By Betsy Ashton
Our entire family looked forward to Thanksgiving. All the aunts, uncles and cousins would gather in one house or another to enjoy a huge potluck afternoon dinner. The host offered the turkey; other family members brought everything else.
We were hosting that year. Our turkey was in the refrigerator defrosting slowly. 30-pound toms take a long time. My mother had all the stuffing ingredients ready to go: cornbread getting stale on the counter top, celery, apples and raisins in the refrigerator. Plenty of stock to be made from the giblets and neck. This was my first time cooking a turkey. Let's say I was scared to death.

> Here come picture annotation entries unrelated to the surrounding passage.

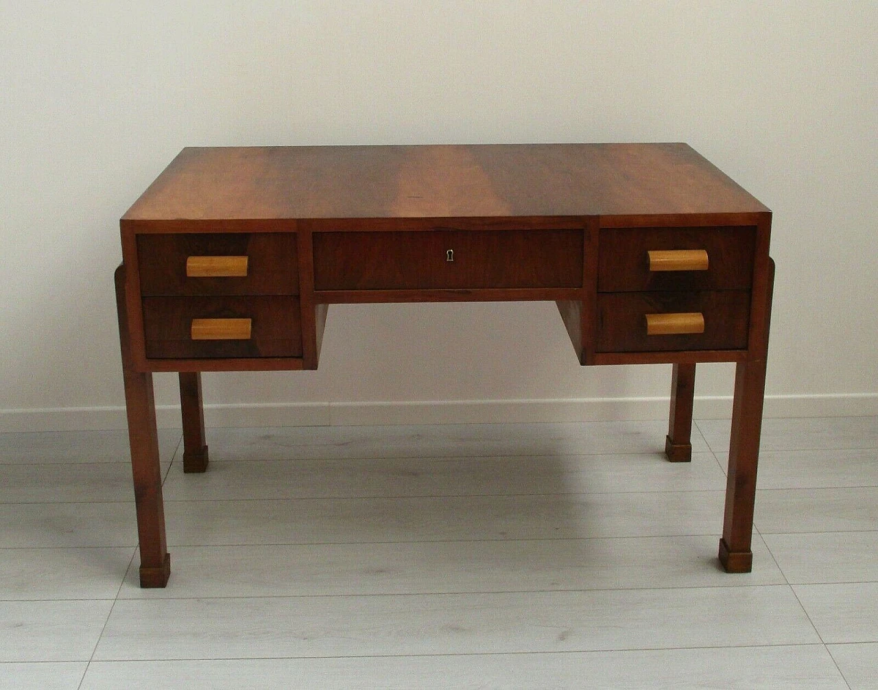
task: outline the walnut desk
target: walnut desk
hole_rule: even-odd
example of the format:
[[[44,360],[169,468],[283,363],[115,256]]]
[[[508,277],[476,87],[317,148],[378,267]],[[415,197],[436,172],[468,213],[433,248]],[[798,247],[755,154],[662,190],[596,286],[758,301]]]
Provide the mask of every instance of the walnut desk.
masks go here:
[[[355,302],[555,301],[581,364],[673,364],[672,461],[695,363],[737,363],[719,559],[750,571],[771,212],[688,146],[185,148],[120,226],[141,586],[170,572],[152,372],[179,372],[204,471],[199,372],[315,369],[327,305]]]

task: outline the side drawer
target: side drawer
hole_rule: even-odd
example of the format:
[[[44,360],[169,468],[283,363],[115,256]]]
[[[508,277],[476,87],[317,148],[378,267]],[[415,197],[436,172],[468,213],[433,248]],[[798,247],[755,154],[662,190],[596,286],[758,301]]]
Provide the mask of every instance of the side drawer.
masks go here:
[[[749,290],[755,241],[751,226],[605,228],[598,249],[598,290]],[[694,270],[651,269],[651,251],[686,249],[706,253],[706,270],[703,263]]]
[[[143,326],[148,358],[302,356],[295,297],[148,297]]]
[[[648,314],[701,314],[703,332],[649,334]],[[600,294],[597,351],[743,349],[749,319],[750,293],[741,290]]]
[[[315,290],[582,285],[582,230],[315,233]]]
[[[299,294],[293,233],[140,234],[137,256],[144,297]]]

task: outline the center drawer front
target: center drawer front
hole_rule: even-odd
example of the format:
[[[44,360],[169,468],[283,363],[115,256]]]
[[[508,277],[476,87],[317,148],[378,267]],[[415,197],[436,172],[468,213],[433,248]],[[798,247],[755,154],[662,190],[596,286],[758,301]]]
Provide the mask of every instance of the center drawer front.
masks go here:
[[[296,297],[144,298],[147,356],[300,357],[300,318]],[[249,320],[250,327],[244,334],[230,333],[227,339],[223,339],[223,328],[212,339],[193,339],[193,334],[198,337],[198,334],[193,333],[192,321],[204,327],[200,320],[236,320],[233,325]],[[244,339],[247,335],[249,337]]]
[[[315,290],[582,285],[582,230],[315,233],[313,243]]]
[[[299,265],[293,233],[141,234],[137,237],[140,293],[295,295]],[[190,257],[247,257],[246,275],[190,277]]]
[[[650,335],[647,314],[701,314],[702,333]],[[747,347],[750,293],[611,292],[598,295],[598,352],[741,349]]]
[[[756,228],[619,227],[601,231],[598,290],[749,290]],[[706,270],[651,270],[649,252],[703,249]]]

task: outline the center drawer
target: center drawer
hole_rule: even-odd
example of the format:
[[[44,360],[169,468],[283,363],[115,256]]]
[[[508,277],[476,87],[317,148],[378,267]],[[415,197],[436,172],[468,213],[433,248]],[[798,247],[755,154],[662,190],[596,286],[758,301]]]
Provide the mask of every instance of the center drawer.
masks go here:
[[[582,285],[582,230],[314,233],[315,290]]]
[[[140,293],[296,295],[293,233],[181,233],[137,236]]]

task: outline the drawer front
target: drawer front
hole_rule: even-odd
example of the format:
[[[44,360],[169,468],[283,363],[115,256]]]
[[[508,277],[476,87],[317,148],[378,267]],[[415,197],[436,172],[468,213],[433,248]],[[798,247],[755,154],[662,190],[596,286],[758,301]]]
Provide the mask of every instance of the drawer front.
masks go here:
[[[678,316],[647,319],[651,314]],[[740,290],[601,294],[597,351],[743,349],[749,318],[750,293]]]
[[[606,228],[601,231],[598,290],[749,290],[755,240],[756,228],[747,226]],[[668,250],[680,254],[683,265],[661,265],[655,255],[651,262],[650,252]],[[693,251],[687,258],[680,250]],[[707,255],[706,270],[703,262],[691,260],[699,250]]]
[[[148,358],[300,357],[295,297],[148,297]]]
[[[315,233],[315,290],[582,285],[581,230]]]
[[[292,233],[141,234],[137,255],[144,297],[299,294]]]

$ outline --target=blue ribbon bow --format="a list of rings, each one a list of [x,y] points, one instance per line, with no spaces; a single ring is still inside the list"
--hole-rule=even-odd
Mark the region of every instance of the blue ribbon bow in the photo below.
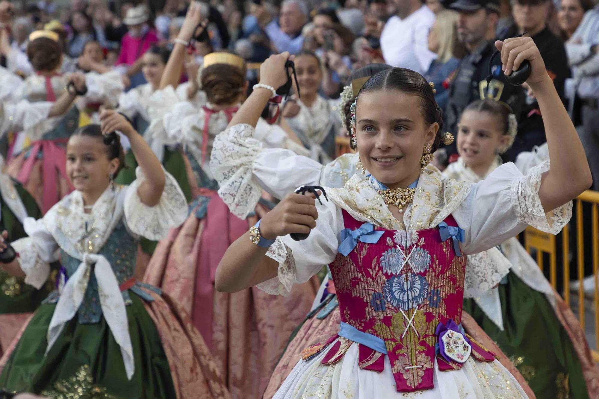
[[[384,234],[385,232],[380,230],[374,231],[372,223],[368,222],[355,230],[343,229],[341,231],[341,245],[337,250],[344,256],[347,256],[358,245],[358,240],[362,243],[374,244]]]
[[[445,241],[451,237],[453,241],[453,250],[455,251],[455,254],[458,256],[461,256],[462,252],[459,250],[459,243],[464,242],[466,232],[459,227],[448,226],[447,223],[441,222],[439,223],[439,234],[441,235],[441,241]]]

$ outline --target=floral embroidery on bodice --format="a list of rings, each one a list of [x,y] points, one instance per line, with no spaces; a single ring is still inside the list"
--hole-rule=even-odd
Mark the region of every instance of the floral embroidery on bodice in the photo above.
[[[346,228],[362,224],[343,213]],[[450,216],[446,222],[456,226]],[[460,322],[466,257],[457,256],[452,240],[442,241],[437,228],[374,228],[383,232],[376,243],[358,241],[347,256],[339,253],[329,265],[341,338],[322,362],[338,361],[357,338],[361,368],[382,370],[386,352],[398,391],[431,388],[435,329],[449,321]]]

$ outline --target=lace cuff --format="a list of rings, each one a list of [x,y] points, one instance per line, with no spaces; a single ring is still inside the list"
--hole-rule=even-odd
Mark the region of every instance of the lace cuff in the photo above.
[[[499,284],[512,267],[497,247],[468,255],[464,297],[476,298]]]
[[[164,191],[155,205],[146,205],[137,194],[140,185],[146,179],[139,167],[135,170],[137,179],[128,188],[125,197],[127,226],[132,232],[149,240],[162,240],[170,229],[183,224],[187,216],[187,201],[181,188],[170,173],[164,171]]]
[[[124,89],[120,74],[111,71],[100,75],[95,72],[85,74],[87,86],[86,99],[93,102],[103,102],[113,106],[119,104],[119,98]]]
[[[254,160],[262,150],[254,128],[232,126],[214,138],[210,170],[219,182],[219,195],[235,216],[245,219],[258,203],[262,189],[253,179]]]
[[[13,247],[19,253],[25,283],[40,289],[50,276],[50,263],[58,260],[58,245],[42,219],[26,217],[23,227],[28,237],[15,241]]]
[[[274,244],[270,246],[266,255],[279,262],[277,276],[260,283],[257,286],[267,294],[286,297],[295,283],[295,261],[291,249],[279,237]]]
[[[548,170],[549,161],[532,168],[527,174],[512,183],[510,196],[519,222],[557,234],[572,217],[572,201],[545,213],[539,198],[539,190],[541,176]]]

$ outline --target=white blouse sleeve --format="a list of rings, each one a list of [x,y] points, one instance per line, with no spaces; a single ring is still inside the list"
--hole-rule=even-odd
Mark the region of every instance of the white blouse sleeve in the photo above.
[[[0,66],[0,101],[18,101],[23,97],[25,82],[18,75]]]
[[[26,132],[41,125],[43,125],[43,128],[47,127],[48,114],[52,108],[52,103],[47,101],[29,102],[21,100],[16,104],[0,102],[0,137],[13,131]]]
[[[321,185],[322,165],[292,151],[262,149],[249,125],[235,125],[214,138],[210,170],[219,195],[236,216],[244,219],[256,207],[262,189],[282,198],[304,185]]]
[[[317,201],[316,227],[302,241],[290,235],[278,237],[267,255],[279,262],[277,277],[258,285],[258,288],[273,295],[286,296],[294,284],[308,281],[326,265],[335,260],[339,247],[340,232],[343,229],[341,208],[332,201]]]
[[[126,93],[119,95],[119,108],[117,111],[127,116],[129,119],[132,119],[137,114],[137,106],[139,104],[139,93],[133,89]]]
[[[59,259],[59,247],[44,225],[43,219],[26,217],[23,226],[28,237],[12,243],[25,274],[25,283],[40,289],[50,276],[50,264]]]
[[[139,167],[135,170],[136,179],[127,188],[125,196],[127,226],[131,232],[149,240],[158,241],[166,237],[170,229],[180,226],[187,216],[187,201],[181,188],[171,174],[166,171],[164,174],[164,191],[154,206],[144,204],[137,194],[146,179]]]
[[[541,177],[549,170],[548,162],[532,168],[525,175],[512,162],[495,169],[474,185],[462,204],[452,213],[466,231],[462,248],[476,253],[514,237],[527,225],[556,234],[570,221],[571,201],[545,213],[539,197]]]
[[[117,71],[110,71],[101,75],[95,72],[86,73],[85,84],[87,86],[86,100],[113,105],[119,104],[120,95],[125,89],[122,78]]]

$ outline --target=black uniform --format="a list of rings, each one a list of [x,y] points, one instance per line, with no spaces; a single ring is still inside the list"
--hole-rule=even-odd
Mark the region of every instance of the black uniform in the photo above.
[[[448,131],[454,135],[458,132],[457,125],[462,111],[475,100],[491,98],[501,101],[512,107],[516,116],[521,113],[525,93],[522,87],[512,86],[506,81],[499,55],[493,61],[491,68],[493,78],[487,84],[489,62],[495,50],[492,42],[485,42],[464,57],[459,64],[449,87],[449,98],[443,117]],[[456,152],[455,144],[447,150],[449,154]]]
[[[512,26],[501,35],[501,38],[513,37],[518,33],[516,28]],[[564,43],[546,27],[531,37],[545,62],[547,73],[553,79],[555,89],[565,105],[564,83],[567,78],[570,77],[571,74]],[[518,134],[512,148],[502,158],[505,162],[513,162],[521,152],[531,151],[534,146],[540,146],[546,141],[539,103],[536,99],[525,96],[521,114],[518,117]]]

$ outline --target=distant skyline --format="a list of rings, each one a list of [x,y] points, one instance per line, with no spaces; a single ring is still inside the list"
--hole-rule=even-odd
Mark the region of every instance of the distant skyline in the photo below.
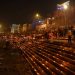
[[[31,22],[38,12],[44,18],[50,15],[56,5],[67,0],[2,0],[0,1],[0,23]]]

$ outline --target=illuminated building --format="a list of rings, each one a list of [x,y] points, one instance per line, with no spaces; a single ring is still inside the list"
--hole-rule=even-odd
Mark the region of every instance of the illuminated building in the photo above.
[[[11,33],[19,33],[20,32],[20,24],[12,24]]]

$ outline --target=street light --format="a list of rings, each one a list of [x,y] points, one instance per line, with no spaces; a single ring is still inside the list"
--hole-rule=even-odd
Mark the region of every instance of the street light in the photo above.
[[[36,19],[39,19],[39,18],[40,18],[40,15],[37,13],[37,14],[35,15],[35,18],[36,18]]]
[[[2,28],[2,25],[0,24],[0,28]]]
[[[67,23],[68,23],[68,22],[67,22],[67,21],[68,21],[68,16],[67,16],[67,15],[68,15],[68,10],[67,10],[67,9],[69,8],[69,2],[70,2],[70,1],[66,1],[66,2],[64,2],[64,3],[62,3],[62,4],[58,4],[58,5],[57,5],[57,9],[60,10],[60,13],[61,13],[61,12],[64,13],[63,15],[64,15],[64,24],[65,24],[65,25],[67,25]],[[67,11],[66,11],[66,10],[67,10]],[[60,21],[60,22],[61,22],[61,21]]]

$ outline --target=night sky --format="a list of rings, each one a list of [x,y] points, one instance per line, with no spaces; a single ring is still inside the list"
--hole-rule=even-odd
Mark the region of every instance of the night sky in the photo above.
[[[52,14],[57,3],[66,0],[0,0],[0,23],[32,22],[38,12],[44,18]]]

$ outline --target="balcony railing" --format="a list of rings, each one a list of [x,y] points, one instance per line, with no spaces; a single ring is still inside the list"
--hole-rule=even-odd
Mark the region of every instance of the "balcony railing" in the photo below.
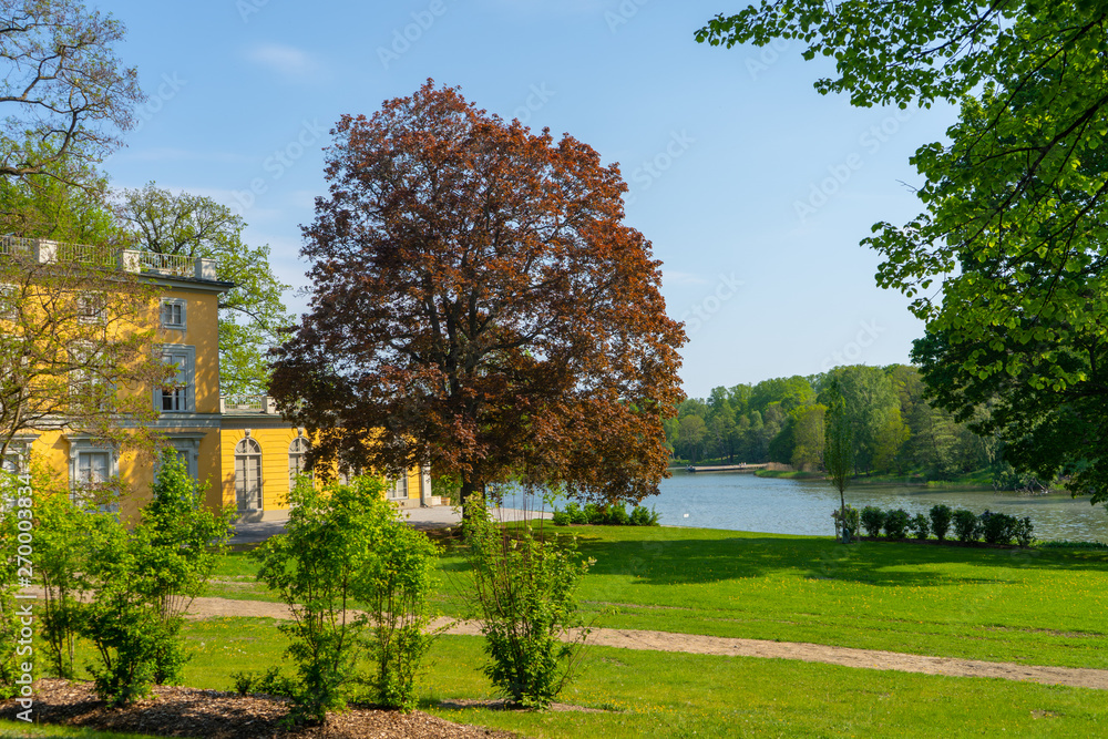
[[[76,261],[104,269],[123,269],[143,275],[218,279],[216,260],[205,257],[70,244],[14,235],[0,236],[0,256],[17,256],[40,264]]]
[[[277,403],[268,396],[222,396],[219,398],[219,412],[276,414]]]

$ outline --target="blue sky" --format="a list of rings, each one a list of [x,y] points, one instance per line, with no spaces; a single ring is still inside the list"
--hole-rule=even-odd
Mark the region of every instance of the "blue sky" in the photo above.
[[[238,209],[280,277],[306,284],[301,224],[325,194],[343,113],[372,114],[428,78],[618,162],[627,223],[665,264],[687,321],[681,378],[716,386],[907,361],[922,325],[878,288],[859,246],[919,213],[909,157],[950,109],[852,109],[812,82],[801,45],[711,48],[694,32],[745,3],[712,0],[283,0],[90,3],[127,27],[120,53],[150,100],[115,187],[208,195]],[[305,301],[289,295],[299,311]]]

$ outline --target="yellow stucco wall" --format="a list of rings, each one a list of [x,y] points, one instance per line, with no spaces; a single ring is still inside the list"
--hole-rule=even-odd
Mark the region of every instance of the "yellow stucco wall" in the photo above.
[[[289,465],[288,448],[299,435],[293,427],[250,429],[250,439],[261,448],[261,506],[263,511],[288,510]],[[235,448],[246,438],[245,429],[224,429],[219,448],[223,454],[222,504],[236,506],[235,497]],[[420,500],[418,469],[408,471],[408,499]],[[430,493],[428,493],[430,494]]]

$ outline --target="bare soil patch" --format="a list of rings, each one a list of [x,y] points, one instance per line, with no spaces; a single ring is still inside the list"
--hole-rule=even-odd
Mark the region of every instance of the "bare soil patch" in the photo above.
[[[411,737],[413,739],[511,739],[519,735],[454,723],[422,711],[400,714],[357,707],[332,714],[327,725],[286,729],[281,718],[287,704],[266,696],[239,696],[218,690],[158,687],[146,700],[124,708],[107,708],[92,695],[86,682],[43,679],[37,684],[34,716],[43,723],[65,723],[104,731],[124,731],[160,737],[204,739],[258,739],[260,737]],[[13,719],[14,702],[3,706],[3,716]]]

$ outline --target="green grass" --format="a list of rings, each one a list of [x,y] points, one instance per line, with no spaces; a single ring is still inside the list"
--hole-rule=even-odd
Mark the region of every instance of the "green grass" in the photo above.
[[[1108,668],[1108,552],[988,550],[709,528],[574,526],[596,560],[579,597],[598,626]],[[566,533],[568,532],[568,533]],[[466,565],[437,604],[465,616]],[[211,595],[274,601],[224,557]]]

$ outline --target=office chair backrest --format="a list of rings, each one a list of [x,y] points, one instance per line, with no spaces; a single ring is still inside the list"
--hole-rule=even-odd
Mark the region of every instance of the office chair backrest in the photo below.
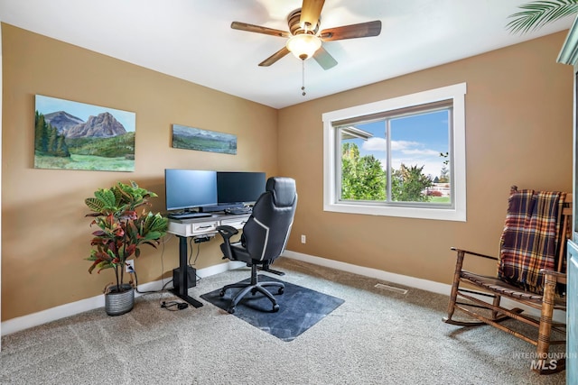
[[[272,177],[243,226],[243,243],[253,260],[273,261],[284,252],[297,206],[295,180]]]

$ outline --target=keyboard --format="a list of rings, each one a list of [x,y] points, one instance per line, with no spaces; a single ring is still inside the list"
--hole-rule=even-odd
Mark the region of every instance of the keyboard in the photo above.
[[[225,213],[233,215],[251,214],[252,212],[253,207],[230,207],[225,209]]]
[[[166,216],[171,219],[204,218],[210,216],[210,213],[172,213]]]

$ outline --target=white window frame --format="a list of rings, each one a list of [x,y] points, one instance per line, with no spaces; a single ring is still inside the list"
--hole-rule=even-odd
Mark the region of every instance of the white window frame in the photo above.
[[[370,215],[401,216],[408,218],[436,219],[445,221],[466,221],[466,141],[465,141],[465,95],[466,83],[455,84],[415,94],[381,100],[367,105],[356,105],[322,115],[323,121],[323,210],[338,213],[364,214]],[[338,130],[333,122],[351,119],[380,112],[397,110],[452,99],[452,141],[451,141],[452,161],[453,162],[453,206],[417,207],[415,206],[363,205],[340,201],[337,188],[337,170],[340,167],[336,144]]]

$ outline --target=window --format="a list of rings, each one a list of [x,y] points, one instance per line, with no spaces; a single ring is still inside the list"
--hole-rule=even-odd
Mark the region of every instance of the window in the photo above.
[[[323,209],[465,221],[465,83],[323,114]]]

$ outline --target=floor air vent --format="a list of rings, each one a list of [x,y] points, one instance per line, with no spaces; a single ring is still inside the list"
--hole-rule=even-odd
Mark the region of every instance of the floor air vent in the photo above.
[[[396,288],[395,286],[384,285],[383,283],[378,283],[375,286],[378,289],[383,289],[384,290],[393,291],[399,294],[407,294],[407,290],[401,288]]]

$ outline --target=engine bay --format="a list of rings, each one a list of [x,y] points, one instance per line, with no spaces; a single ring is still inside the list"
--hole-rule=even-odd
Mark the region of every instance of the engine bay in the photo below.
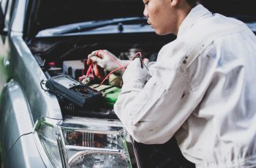
[[[89,66],[86,64],[88,55],[94,50],[107,50],[121,60],[129,60],[136,53],[140,52],[143,58],[148,58],[149,61],[155,61],[160,48],[174,39],[173,35],[159,37],[154,34],[116,36],[105,34],[37,38],[28,44],[48,80],[66,75],[83,85],[83,88],[89,86],[96,92],[102,93],[102,99],[91,101],[92,103],[84,106],[79,106],[74,102],[78,98],[76,96],[65,97],[71,90],[67,90],[67,92],[66,91],[63,94],[53,92],[57,96],[63,115],[116,119],[113,104],[121,91],[121,77],[115,73],[111,74],[100,84],[102,80],[95,76],[92,68],[90,75],[86,77],[89,80],[86,80],[85,77],[89,69]],[[105,77],[110,73],[103,69],[102,70]],[[45,81],[42,84],[45,84]],[[46,89],[53,92],[49,88]],[[79,93],[82,96],[88,96],[86,91],[82,90],[76,88],[75,92]],[[67,99],[69,97],[71,98]]]

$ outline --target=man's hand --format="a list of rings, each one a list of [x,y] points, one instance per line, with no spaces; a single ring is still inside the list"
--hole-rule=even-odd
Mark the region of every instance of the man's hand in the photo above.
[[[95,50],[88,56],[87,64],[90,65],[91,62],[95,63],[107,71],[111,72],[116,69],[125,66],[129,61],[121,61],[108,50]],[[124,69],[124,67],[123,67],[116,71],[116,73],[122,75]]]
[[[143,59],[143,62],[148,66],[148,59]],[[129,64],[127,70],[124,73],[122,90],[130,91],[142,89],[148,75],[148,71],[145,66],[141,68],[140,59],[139,58],[135,58]]]

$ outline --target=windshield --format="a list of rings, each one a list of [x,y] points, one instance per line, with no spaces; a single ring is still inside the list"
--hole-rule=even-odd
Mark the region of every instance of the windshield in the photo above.
[[[40,0],[34,19],[39,30],[75,23],[143,17],[142,0]]]

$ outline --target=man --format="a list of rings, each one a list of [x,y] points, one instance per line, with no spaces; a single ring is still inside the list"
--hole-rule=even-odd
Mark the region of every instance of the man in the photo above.
[[[127,131],[146,144],[175,136],[197,167],[256,167],[255,34],[193,1],[143,2],[156,33],[177,39],[149,72],[138,58],[125,70],[114,110]]]

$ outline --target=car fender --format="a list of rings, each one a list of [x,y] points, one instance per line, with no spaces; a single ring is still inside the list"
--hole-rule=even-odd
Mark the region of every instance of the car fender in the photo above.
[[[5,84],[0,98],[0,150],[4,159],[19,137],[33,131],[28,104],[17,81],[11,80]]]

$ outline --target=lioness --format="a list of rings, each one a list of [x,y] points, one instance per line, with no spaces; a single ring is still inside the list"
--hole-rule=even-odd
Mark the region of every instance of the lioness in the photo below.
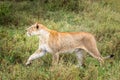
[[[42,24],[35,23],[27,29],[27,35],[37,35],[39,37],[39,48],[32,54],[26,62],[29,65],[32,60],[42,57],[49,52],[53,55],[53,64],[58,63],[60,53],[75,53],[78,65],[83,64],[83,53],[85,50],[101,64],[104,58],[100,55],[94,36],[87,32],[57,32],[50,30]]]

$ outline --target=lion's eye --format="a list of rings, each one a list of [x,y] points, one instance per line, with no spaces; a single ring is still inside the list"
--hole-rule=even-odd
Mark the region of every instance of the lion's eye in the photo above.
[[[38,29],[38,28],[39,28],[39,26],[37,25],[37,26],[36,26],[36,28]]]

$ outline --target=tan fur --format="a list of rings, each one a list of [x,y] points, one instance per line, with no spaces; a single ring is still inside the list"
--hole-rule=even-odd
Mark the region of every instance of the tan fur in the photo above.
[[[82,65],[81,50],[85,50],[91,56],[103,63],[103,58],[100,55],[94,36],[87,32],[57,32],[50,30],[42,24],[35,23],[27,29],[27,34],[38,35],[40,39],[39,48],[41,52],[31,55],[26,63],[30,64],[32,60],[41,57],[41,53],[49,52],[53,55],[53,64],[58,62],[59,54],[66,52],[75,52],[78,57],[79,65]],[[37,54],[37,55],[36,55]],[[36,56],[36,58],[34,58]],[[34,59],[33,59],[34,58]],[[81,60],[81,61],[79,61]]]

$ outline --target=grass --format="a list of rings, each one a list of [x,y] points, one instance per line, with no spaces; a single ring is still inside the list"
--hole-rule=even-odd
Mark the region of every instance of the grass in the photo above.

What if it was dry? What if it was raw? What if it snowed and 40 relatives had to crowd into our tiny two-bedroom house? With one bathroom. What if the youngest trio turned from cute to brat in a single heartbeat. We pulled out the leaves for the big table, scattered card tables around the living room. We borrowed extra tables and chairs to be able to seat everyone.
Luck held. It was bright and sunny. Cold, to be sure, but decent weather to play outside if you wore a ski parka. Adults trailed in with a roast goose (now, THAT was a surprise), ham, three more kinds of stuffing, veggies to die for. And pies. Every time imaginable from cherry and apple to pumpkin and pecan. Even mincemeat, which none of the kids would eat because they were sure it had some icky kind of mystery meat in it.
We planned this for weeks. Then, the unthinkable happened.
Thanksgiving Day, November 28, 1963. Our president was dead. Assassinated six days earlier in Dallas. The country plunged into mourning, all but the little ones who, fortunately, didn't understand why we were all so sad. We ate, but everyone was subdued. Not even plentiful amounts of beer could lift spirits. We were cried out, but we couldn't party either. We were all grateful for the plentiful feast, but we thought about the family that had just moved out of the White House.
We lost our innocence. Over the next decade, our country plunged into a war we should never have fought. Riots in the streets made most of us feel unsafe, as black Americans demanded simple freedoms. The freedom to sit on a bus. The freedom to eat where they wanted. The end to racial segregation. Women marched for equality, burned their bras and chanted for equal pay for equal work. The war, the marches, the riots ground our innocence to dust, to be blown away by the rising wind that swept along the plains that long ago Thanksgiving.
I wish we could get that innocence back.